If your Western and Robarts accounts/passwords are different, ensure you’re using the appropriate usernames and entering the appropriate passwords when prompted.

  • To log in to a server using ssh:

    ssh -J ROBARTS_user@login.imaging.robarts.ca UWO_user@waltz3.imaging.robarts.ca

  • To copy a directory using secure copy scp:

    scp -r -o 'ProxyJump ROBARTS_user@login.imaging.robarts.ca' UWO_user@hubel1.imaging.robarts.ca:/source/directory /path/to/local/destination/directory

  • To copy a directory using rsync:

    rsync --progress --recursive -e "ssh -J ROBARTS_user@login.imaging.robarts.ca" UWO_user@hubel1.imaging.robarts.ca:/source/directory /path/to/local/destination/directory
#3

Off-campus access on Windows

This allows you to access a firewalled on-campus network device (e.g. a 3D printer) from off-campus, on Windows.

Prerequisites

  • A valid/active Robarts username

Installation

  • Download and install ProxyCap.
    • NOTE: This is not free software. After a 30-day trial period, you’ll need to purchase a licence.

Configuration

  1. Configure proxy (Ruleset -> Proxies, click on “New Proxy Server” button).
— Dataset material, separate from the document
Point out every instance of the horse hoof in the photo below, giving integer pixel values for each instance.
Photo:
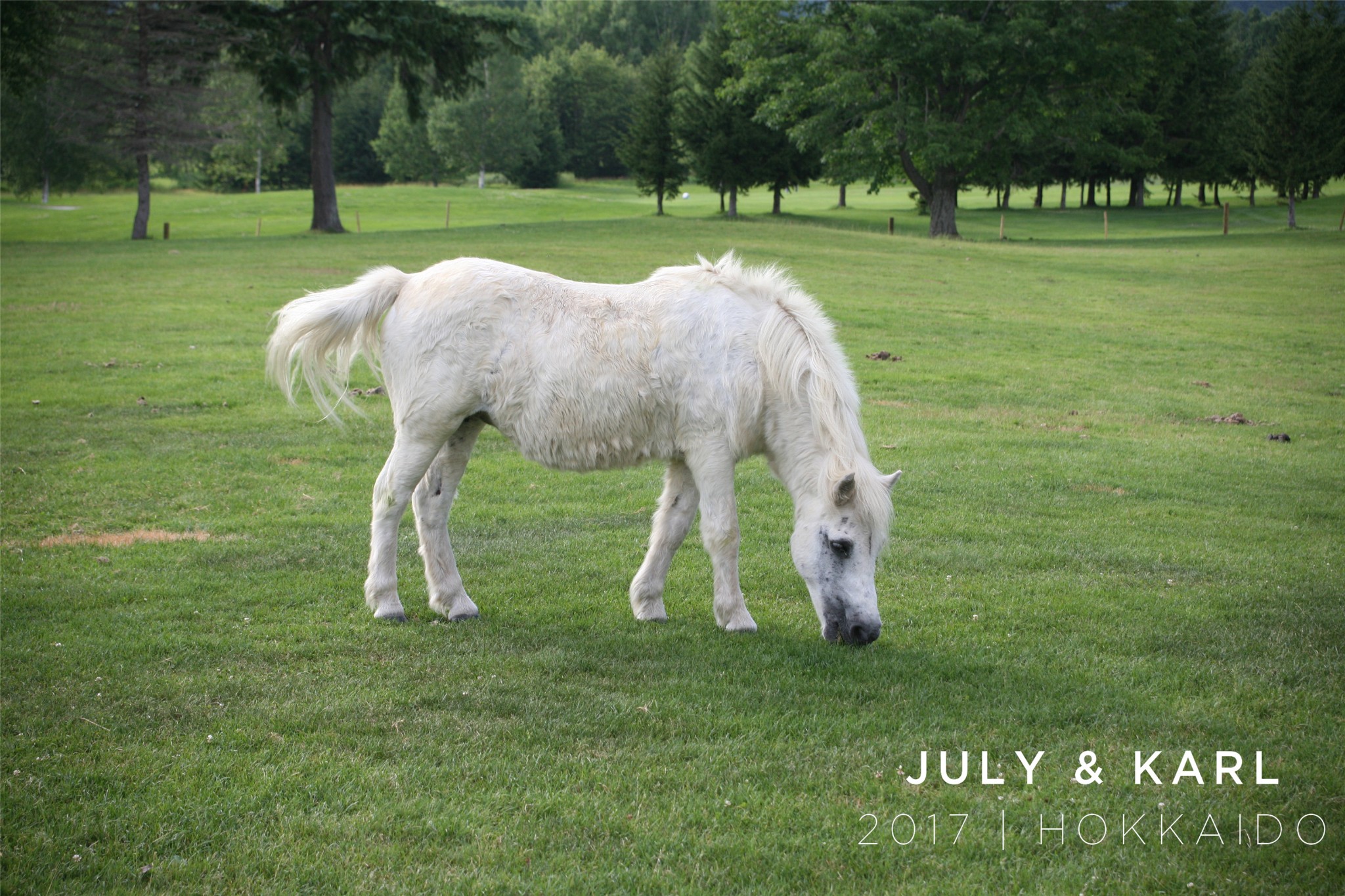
(741, 625)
    • Display name: Robarts
    • Type: SSH
    • Hostname: ssh.imaging.robarts.ca
    • Port: 22
    • [x] Check ‘Proxy requires authentication’
    • Username/password: Use Robarts credentials (without @robarts.ca)

  2. Configure rule (Ruleset -> Rules, click on ‘Quick Add rule’ button)

    • Rule action: Redirect through proxy
    • Destination port range: Not restricted
    • Proxy: Robarts
    • Destination IP Range: Specify. Enter IP address of network device (e.g. 172.18.1.1) and 32 for mask.
    • Program: Specify, select application/software which is connecting to the device
    • Rule name: e.g. 3D Printer

    Note: This will tunnel connections via SSH only for a particular network device and a particular application. You can use this more generally by not restricting the rule to a specific program or choosing a more general IP range, e.g. 129.100.0.0 with mask of 16.